Later on, cell biologist Roland Nardone and geneticist Christopher Korch took up the fight (see here and here). In 2015, Korch4 stated:

All too often, scientists have ignored my findings. Not one of my published papers has led to a retraction by a journal or scientist. Less than 10 corrections have been issued, when each false line I discovered affects the conclusions of hundreds or thousands of papers.

In one case, Korch had contacted a laboratory that had used INT 407 cells as a model for intestinal cells. When Korch let them know that INT 407 was actually HeLa, the principal investigator of the lab acknowledged the error and stopped using INT 407 cells. But to this day, none of the lab’s 37 papers using INT 407 have been retracted or corrected or issued “letters of concern.”

As of June 2021, those papers had a total of 1212 citations. Their papers continue to be cited by others.

Why is this still happening?

It’s relatively easy to check the authenticity of cell lines, and we have more means of communication than ever before. How could this still be happening?

Maybe part of the reason is that articles about false cell lines are often published in journals that the cancer researchers aren’t reading.

But there is more going on. To a large extent, journals could have put an end to this. Most scientific papers today are viewed online; it would have been easy to put a large warning sign on any articles that had misidentified a cell line.

A few journals have implemented requirements for cell line authentication, but most have not attempted to clean up the past record. Perhaps it’s because the editors of the journals might be implicating some of their own work, or the work of their colleagues. It’s not fun to make enemies after all.

In A Conspiracy of Cells, Nelson-Rees mused that the problem was not just that cells like HeLa were hardy and aggressive:

HeLa cells persist because they have always been helped along by a certain human element in science, an element connected to emotions, egos, a reluctance to admit mistakes…
It’s all human- an unwillingness to throw away hours and hours of what was thought to be good research, worries about jeopardizing another grant that’s being applied for, the hurrying to come out with a paper first.
And it isn’t limited to biology and cancer research. Scientists in many endeavors all make mistakes, and they all have the same problems.
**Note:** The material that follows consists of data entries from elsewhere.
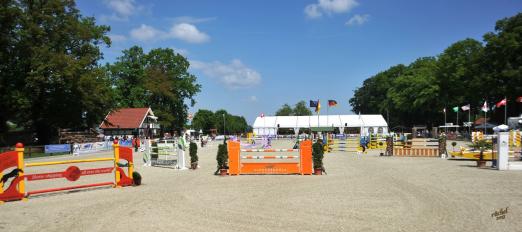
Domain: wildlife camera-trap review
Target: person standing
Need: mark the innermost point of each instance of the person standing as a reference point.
(146, 154)
(182, 144)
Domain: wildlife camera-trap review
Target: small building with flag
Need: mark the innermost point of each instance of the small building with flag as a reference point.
(130, 122)
(345, 124)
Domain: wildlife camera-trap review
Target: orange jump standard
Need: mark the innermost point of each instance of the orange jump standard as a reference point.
(249, 164)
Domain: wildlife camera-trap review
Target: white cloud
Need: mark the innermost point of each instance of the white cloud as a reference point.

Wade Parks, a virologist, took the story of HeLa and coined a term:

A “HeLa” is a scientific claim that sucks people into a line of work for awhile, a line that is later refuted or shown to be a waste of time. It’s a type of error in science that occurs fairly often. And it will continue to exist.

The story of false cell lines makes it all the more ridiculous to say things like, “The science is settled.” The reality of science is much messier.

The reality is a bit more complicated. Cell lines can eventually diverge to the point where their genomes, epigenomes, gene expression, morphology, and even drug sensitivity are no longer identical. For more, see here.

Moreover this cell line (M14) had actually lost its Y chromosome. Apparently that often happens in cell lines derived from males. If you don’t see the Y, you might assume you have a cell line from a female, but that’s not necessarily true.

The conference had been about the use of cells in making vaccines.

For the last few decades, there had been some concerns over whether using continuous cell lines were safe to grow viruses to be used in vaccines; was there a chance those cells might trigger runaway growth; aka cancer, in the recipients of vaccine prepared in those cells?

People like Salk had argued there were adequate methods for separating a vaccine’s active ingredients from the cells they were prepared in; in fact Salk had believed that even if vaccines weren’t filtered at all and whole cancer cells were injected directly into human test subjects, they would do no harm. Of course no researcher would have tried that experiment, at least not intentionally. But Salk had done it accidentally, as he had told people at the meeting.

Korch has also said that even after scientists found out that their favorite cell line was contaminated, they sometimes kept studying it. “They look at their line and are convinced it's still a valid model, because its behavior seems to match their expectations.”